自己啓発書の古典、スティーブン・R・コヴィーの『7つの習慣』を再読している。感想は後日また書きます。この本の中に、自分の行動の基礎となる価値観や原則を明らかにした文章、ミッション・ステートメント(個人的な憲法、または信条)を書こう、という提案がある。面白そうなのでちょっと書いてみました。


MISSION STATEMENT

1. 現実を見つめ、具体的かつ実行可能なヴィジョンを提案し、それを行動に移すことで自己を示す。

2. 誰かがやらなくてはならないけれど誰もやらないことを積極的にやる。

3. 恋人、仲間を大切にする。

4. 恋人、仲間との楽しい時間をプロデュースする。

5. 人を恐れない。

6. 気高く、しなやかで、屈しない。

7. 苦しみを笑い飛ばす自由を持つ。

8. ルサンチマンの排斥。

9. 身体的な充実。


それぞれについて若干の補足。


1. これはニーチェの『ツァラトゥストラ』、山本常朝の『葉隠』、さらに渋谷でのバイトの経験がもとになっている。
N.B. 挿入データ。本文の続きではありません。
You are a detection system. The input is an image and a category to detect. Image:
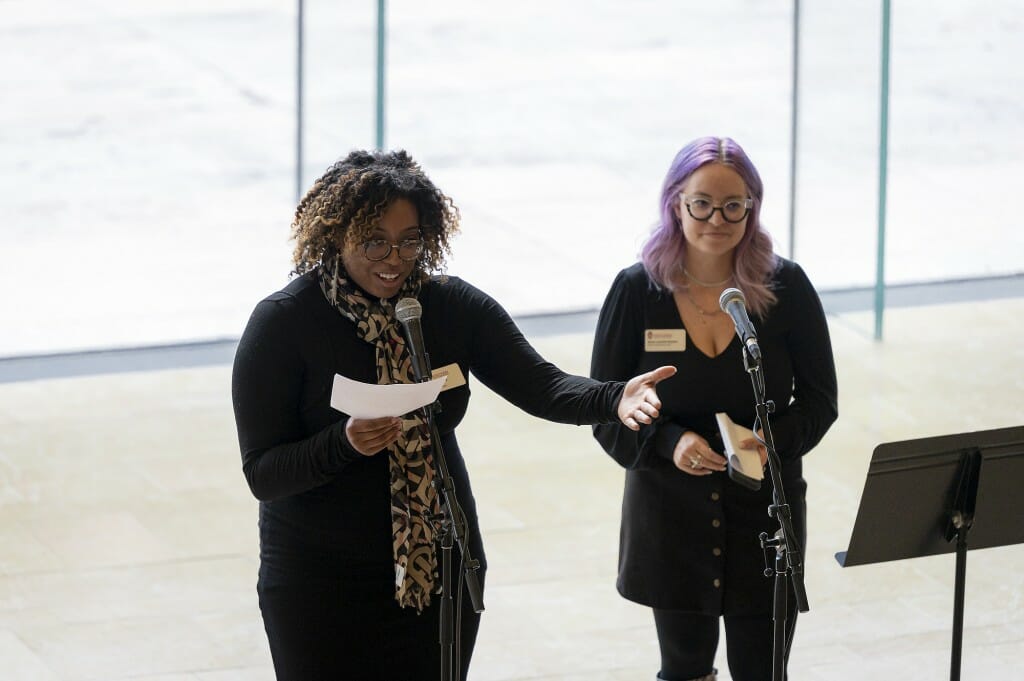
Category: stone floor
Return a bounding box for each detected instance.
[0,298,1024,681]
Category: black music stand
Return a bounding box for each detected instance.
[836,426,1024,681]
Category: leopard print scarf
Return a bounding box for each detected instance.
[318,258,440,611]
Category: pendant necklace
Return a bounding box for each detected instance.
[684,289,722,325]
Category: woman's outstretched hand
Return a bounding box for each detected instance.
[345,416,401,457]
[617,367,676,430]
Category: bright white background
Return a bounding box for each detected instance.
[0,0,1024,356]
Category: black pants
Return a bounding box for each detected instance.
[259,574,483,681]
[654,607,797,681]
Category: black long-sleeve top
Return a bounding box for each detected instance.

空言を弄しても意味がない、思想と行動の乖離は醜い、常に現実的な成果を考えて戦略を立てろ、ということ。


2. これは経験上なんとなく学んできたこと。改めて意識したのは内田樹のこの文章がきっかけ。(リンク


3,4. これは当然。強いて言えばロバート・ハリスの影響。そう言えば、中・高時代の柔道部の監督にしても渋谷のバイトのマネージャーにしても、カッコいい大人はみんなで遊ぶのが大好きだった。
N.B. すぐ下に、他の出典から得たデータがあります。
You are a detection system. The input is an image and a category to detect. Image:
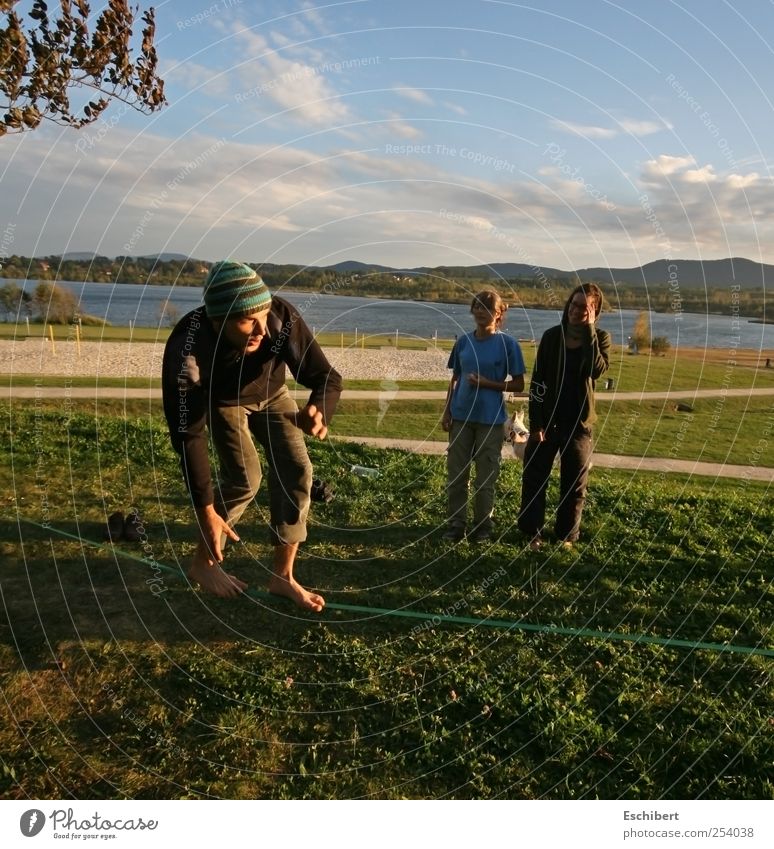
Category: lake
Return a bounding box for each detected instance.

5. これはヘルマン・ヘッセの『デミアン』、さらにニコス・カザンザキスの『再び十字架に欠けられたキリスト』が出所。それが中・高時代の柔道部、さらに渋谷でのバイトを通して確証された、という感じ。デミアン少年はいじめっ子に脅されている主人公に向かって次のように言う。「きみは勇敢ではないかもしれない。恐れているものもあるかもしれない。でも、決して人間を恐れてはいけないよ。」クーデターを企てたカザンザキスの主人公は、自分のことを抹殺しようとする政府軍の将校に対して次のように言う。「わたしが恐れるのは神だけだ。人間のことは決して恐れない。」


6. 柔道部の監督がまさにこんな感じの人だった。さらに大江健三郎が好んで引用する詩人、イエーツが書いたUPSTANDING MAN(直立したひと)も思い起こされる。
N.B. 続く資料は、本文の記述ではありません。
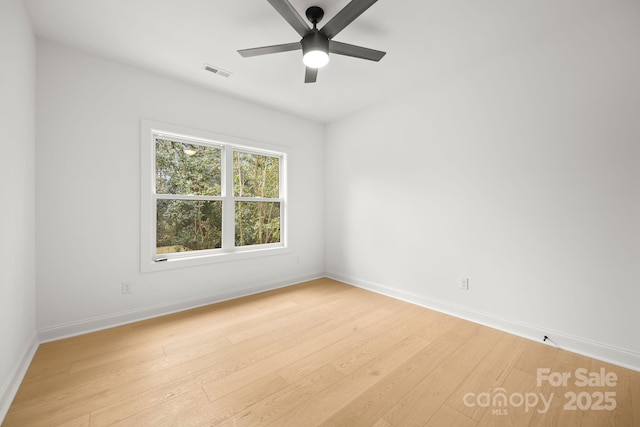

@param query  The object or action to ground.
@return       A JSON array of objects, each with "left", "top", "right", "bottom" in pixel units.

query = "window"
[{"left": 141, "top": 120, "right": 286, "bottom": 271}]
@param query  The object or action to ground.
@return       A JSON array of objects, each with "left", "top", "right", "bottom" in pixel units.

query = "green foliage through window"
[{"left": 155, "top": 136, "right": 283, "bottom": 254}]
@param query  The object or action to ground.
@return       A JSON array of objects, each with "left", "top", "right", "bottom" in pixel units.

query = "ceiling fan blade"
[
  {"left": 320, "top": 0, "right": 378, "bottom": 39},
  {"left": 238, "top": 42, "right": 302, "bottom": 58},
  {"left": 329, "top": 40, "right": 387, "bottom": 61},
  {"left": 267, "top": 0, "right": 311, "bottom": 37},
  {"left": 304, "top": 67, "right": 318, "bottom": 83}
]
7. これはニーチェの『ツァラトゥストラ』、ヘッセの『荒野の狼』、さらにクンデラの『笑いと忘却の書』が出所。あまりにもシリアスになりすぎると危険だよ。笑いによって重さを吹き飛ばすことを忘れると寛容を失ってしまうし、場合によっては原理主義にまで行き着いちゃうよ、ということ。


8. これは思いっきりニーチェ。ルサンチマン(怨恨、憎悪、嫉妬)にまみれて生きるなんてヤダ。


9. これは元柔道部員としては当然。